Trois homicides en deux jours dans la région de Marseille

Un homme a été abattu de deux balles dans la tête vendredi et les corps de deux autres ont été retrouvés samedi dans une voiture en flammes. La police craint une nouvelle vague de violences.

En l’espace de deux jours, Marseille et sa région ont été le théâtre de trois homicides. Vendredi, un règlement de compte dans l’est de la ville à fait un mort. Samedi soir, les corps calcinés de deux personnes ont été retrouvésdans une voiture incendiée à Cuges-les-Pins, à 30 kilomètres de la cité phocéenne. Alors que le nombre de morts dans des règlements de compte était en baisse en 2017, depuis Noël, le nombre d’homicides s’envole à nouveau.

Cinq jeunes hommes ont perdu la vie dans de probables règlements de comptes depuis la fin décembre. Le dernier a donc été abattu vendredi soir, au volant de sa voiture. «L’homme a des antécédents judiciaires et l’enquête s’oriente vers un règlement de comptes», a précisé le procureur de la République, Xavier Tarabeux. Un véhicule brûlé avait été retrouvé près des lieux de la fusillade. Pour les corps retrouvés à Cuges, les enquêteurs ont estimé qu’il était trop tôt pour avancer une quelconque piste et dire si c’est un règlement de comptes, les victimes n’ayant pas été identifiées, a toutefois précisé le procureur. En janvier, la cité phocéenne a aussi déploré une fusillade mortelle à la Kalachnikov dans le quartier de La Plaine, et deux morts par balle dans des quartiers périphériques, dont un seul est considéré comme un règlement de comptes. «On ne peut pas nier la réalité, il y a un certain nombre d’homicides, dont beaucoup sont des règlements de comptes, mais on ne peut en tirer aucun enseignement, il n’y a pas assez de recul», indique le procureur de Marseille Xavier Tarabeux.

Après une année 2016 record, où 29 personnes ont été abattues, 2017 avait été moins sanglante avec «seulement» 14 règlements de compte selon la préfecture de police.

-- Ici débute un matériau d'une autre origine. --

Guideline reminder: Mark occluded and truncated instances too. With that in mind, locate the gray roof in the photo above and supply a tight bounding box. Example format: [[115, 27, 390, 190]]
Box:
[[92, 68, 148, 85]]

Crainte d’une nouvelle poussée de violence

Du côté policier, la crainte d’une poussée de violence refait surface dans une ville qui reste une plaque tournante du trafic de cannabis. «Il y a tellement de sorties de prisons, et tellement d’équipes prêtes à régler leurs comptes…», expliquait dimanche à l’AFP un policier marseillais. La lutte contre le trafic est «un travail sans fin», commentait mi-janvier une autre source policière.

» LIRE AUSSI – Les écoles sacrifiées de la Castellane

L’an dernier, plusieurs bandes criminelles ont perdu des plumes, victimes de la vendetta entre trafiquants, ou sous les coups de boutoir de la justice. Chef présumé de l’un des clans les plus violents, Mehdi Remadnia, a ainsi été abattu à l’arme automatique il y a un an. Parmi les procès les plus retentissants, celui de la bande des «Blacks» a conduit à prononcer un total de 107 années de prison contre 27 prévenus en novembre, et à mettre hors circuit les frères Ahamada, qui le dirigeaient.

Mais la police a à l’œil plusieurs anciens détenus, «impliqués dans le trafic et qui ont immédiatement repris leurs activités», affirme une source policière. Certains réseaux sont repris par des lieutenants, voire des petits frères de leurs dirigeants, dont certains continuent de tirer les ficelles derrière les barreaux.

«Des différends datant de plusieurs années se soldent après la sortie de détention des protagonistes», relève-t-elle, s’inquiétant également de l’omniprésence des armes, «quel que soit le niveau de trafic». En témoigne la saisie, mi-janvier, de grenades, des armes de guerre pouvant être adaptées sur des fusils d’assaut, lors du démantèlement d’un trafic dans une cité des quartiers nord, le Petit Séminaire.